Im vorliegenden Falle gilt Folgendes:

Die Beklagte hatte auf Grund des Vortrages der Klägerin den Verdacht, es liege ein fingierter Einbruchsdiebstahl vor. Dieser Verdacht begründete sich zunächst auf der Annahme, behauptete Entfernung der Fahrzeuge könne sich nicht innerhalb der kurzen Zeitspanne abgespielt haben, in welcher die Alarmanlage Bewegungen registrierte (4:32 Uhr bis 4:35 Uhr). Zur Untermauerung ihres Verdachtes hatte die Beklagte das Gutachten bei der D... in Auftrag gegeben. Nachdem die D... festgestellt hatte, dass gegen den zeitlichen Ablauf, also die Entwendung mehrerer Fahrzeuge innerhalb von drei Minuten durch mehrere Täter keine Bedenken bestünden, jedoch die registrierten Bewegungen der Infrarotmelder-Nr. 7 und 8 (jeweils einmalige Auslösung) nicht mit dem Entwendungsvorgang in Einklang zu bringen seien, vielmehr mehrfach Alarm durch diese Melder hätte ausgelöst werden müssen, kam der Beklagten der Verdacht der Manipulation der Einbruchsmeldeanlagen. Zur Untermauerung dieses Verdachtes gab die Beklagte das Gutachten des Sachverständigen O... in Auftrag. Dieser kam zu dem Ergebnis, dass entgegen den Feststellungen des Sachverständigen H... eine Überwindung der Bewegungsmelder in scharfem Zustand nahezu unmöglich sei, hingegen in unscharfem Zustand problemlos durchgeführt werden könne und demzufolge die abgespeicherten Alarmmeldungen offensichtlich beim Entfernen der Abdeckungen durch die Täter ausgelöst worden sein müssen. Daraufhin gab die Beklagte das Gutachten des Sachverständigen W... in Auftrag, der ausgehend von den Feststellungen der D... und des Sachverständigen O... eine kriminalistische Bewertung der Erkenntnisse vornahm. Dies führte zu dem Ergebnis, dass im Hinblick auf offensichtliche Kenntnis der Täter vom Vorliegen eines ISDN-Anschlusses und einer Entfernung der Fahrzeuge bei Bewegungsmeldern mit Abdeckung, vorgenommen, vor Einschaltung der Alarmanlage am Abend vor der Tatnacht, logischerweise der/die Täter im Bereich der Klägerin angesiedelt sein müssten. Das festgestellte Verhalten spreche nach aller kriminalistischer Erfahrung gegen unbekannte Dritte als Täter.
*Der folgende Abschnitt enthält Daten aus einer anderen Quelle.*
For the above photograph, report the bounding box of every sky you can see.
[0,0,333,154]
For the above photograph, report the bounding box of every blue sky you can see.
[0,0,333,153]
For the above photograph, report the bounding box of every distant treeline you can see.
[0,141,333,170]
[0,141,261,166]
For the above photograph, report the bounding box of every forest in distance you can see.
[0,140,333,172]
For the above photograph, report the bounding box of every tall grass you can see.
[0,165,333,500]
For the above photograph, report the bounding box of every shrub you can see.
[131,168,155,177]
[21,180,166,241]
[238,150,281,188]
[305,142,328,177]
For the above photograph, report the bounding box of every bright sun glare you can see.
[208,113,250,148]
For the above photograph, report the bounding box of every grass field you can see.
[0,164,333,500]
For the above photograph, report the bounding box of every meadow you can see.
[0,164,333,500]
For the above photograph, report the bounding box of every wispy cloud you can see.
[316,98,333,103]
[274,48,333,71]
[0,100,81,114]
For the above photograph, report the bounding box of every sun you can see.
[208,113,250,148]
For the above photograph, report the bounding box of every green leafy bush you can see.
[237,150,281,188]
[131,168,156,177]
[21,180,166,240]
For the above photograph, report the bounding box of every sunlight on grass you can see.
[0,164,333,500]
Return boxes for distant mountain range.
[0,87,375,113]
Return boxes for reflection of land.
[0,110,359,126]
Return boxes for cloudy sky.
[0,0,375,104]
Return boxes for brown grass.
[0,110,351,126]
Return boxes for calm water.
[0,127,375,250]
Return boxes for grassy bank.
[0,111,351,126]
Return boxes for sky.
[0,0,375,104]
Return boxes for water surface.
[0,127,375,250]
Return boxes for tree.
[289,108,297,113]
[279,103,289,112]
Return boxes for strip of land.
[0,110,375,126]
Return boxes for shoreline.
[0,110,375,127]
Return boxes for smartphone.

Mit den genannten Gutachten hat die Beklagte sich zweckmäßig gegen die von der Klägerin aufgestellte Vermutung eines Einbruchsdiebstahles verteidigen können.

3.

Bedenken gegen die Höhe der angemeldeten Sachverständigenkosten hat die Klägerin nicht geltend gemacht, solche ergeben sich auch nicht aus den Akten.

Die Kostenentscheidung beruht auf § 97 Abs. 1 ZPO.

Der Wert des Beschwerdeverfahrens war gemäß § 63 Abs. 2 GKG n. F. festzusetzen.

Die Rechtsbeschwerde wird nicht zugelassen, da die Voraussetzungen des § 574 Abs. 2 ZPO nicht vorliegen. Es ist bereits höchstrichterlich entschieden, unter welchen Voraussetzungen Kosten von vorprozessual eingeholten Privatgutachten erstattungsfähig sind.